Over The Hills and Far Away
"This is one of my absolutely favourite English tunes, turning up in nursery rhymes, Playford’s Compleat Dancing Master of 1651 and The Beggar’s Opera of 1728. Here Dolly gives the flute-organ a sound like a fair-ground organ.
The Blacksmith (from 1969’s Anthems in Eden, now re-issued along with Love, Death & the Lady as Shirley & Dolly Collins – The Harvest Years)
"A suite of traditional songs on side one of the album which told of lives led in rural England before the First World War, and the loss both of men, and of innocence after. The two albums came out on EMI’s new ‘underground music’ label in 1969 and 1970. I learned 'The Blacksmith' from the English gypsy singer, Phoebe Smith."
The Whitsun Dance
"This as the song that ended the suite – a song written by my then husband Austin John Marshall to remind us of the dreadful loss of life, and to remember the women who were left alone after the Great War. And how the maypoles of so many village greens were replaced by memorial stones to the dead.

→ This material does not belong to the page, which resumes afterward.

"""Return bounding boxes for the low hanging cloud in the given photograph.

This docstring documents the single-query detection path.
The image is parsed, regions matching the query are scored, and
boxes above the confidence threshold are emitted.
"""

I set John’s words to a Copper Family tune, 'The Week Before Easter'. Which then merges into the Staines Morris."
The Plains of Waterloo (from Love, Death & the Lady)
"To an earlier war, the Napoleonic. A classic tale of love, loyalty and heroism."
Poor Murdered Woman (from No Roses – Shirley Collins and The Albion Country Band)
"This was my excursion into folk-rock with a line-up of musicians to die for – including Fairport Convention’s Simon Nicol and Dave Mattacks, and ex-Fairport Richard Thompson and Ashley Hutchings. It’s a tender and compassionate song."
Never Again
"A song written by Richard Thompson, and one of only a small handful of written songs that I sang."
Gilderoy
"My all-time favourite song which was on the final album Dolly and I made For As Many As Will (Topic Records 1978, re-issued by Fledg’ling). This song came from one of my Sussex heroes, Henry Burstow, a shoe-maker of Horsham who knew over 400 songs. The song was noted down by Lucy Broadwood in 1903."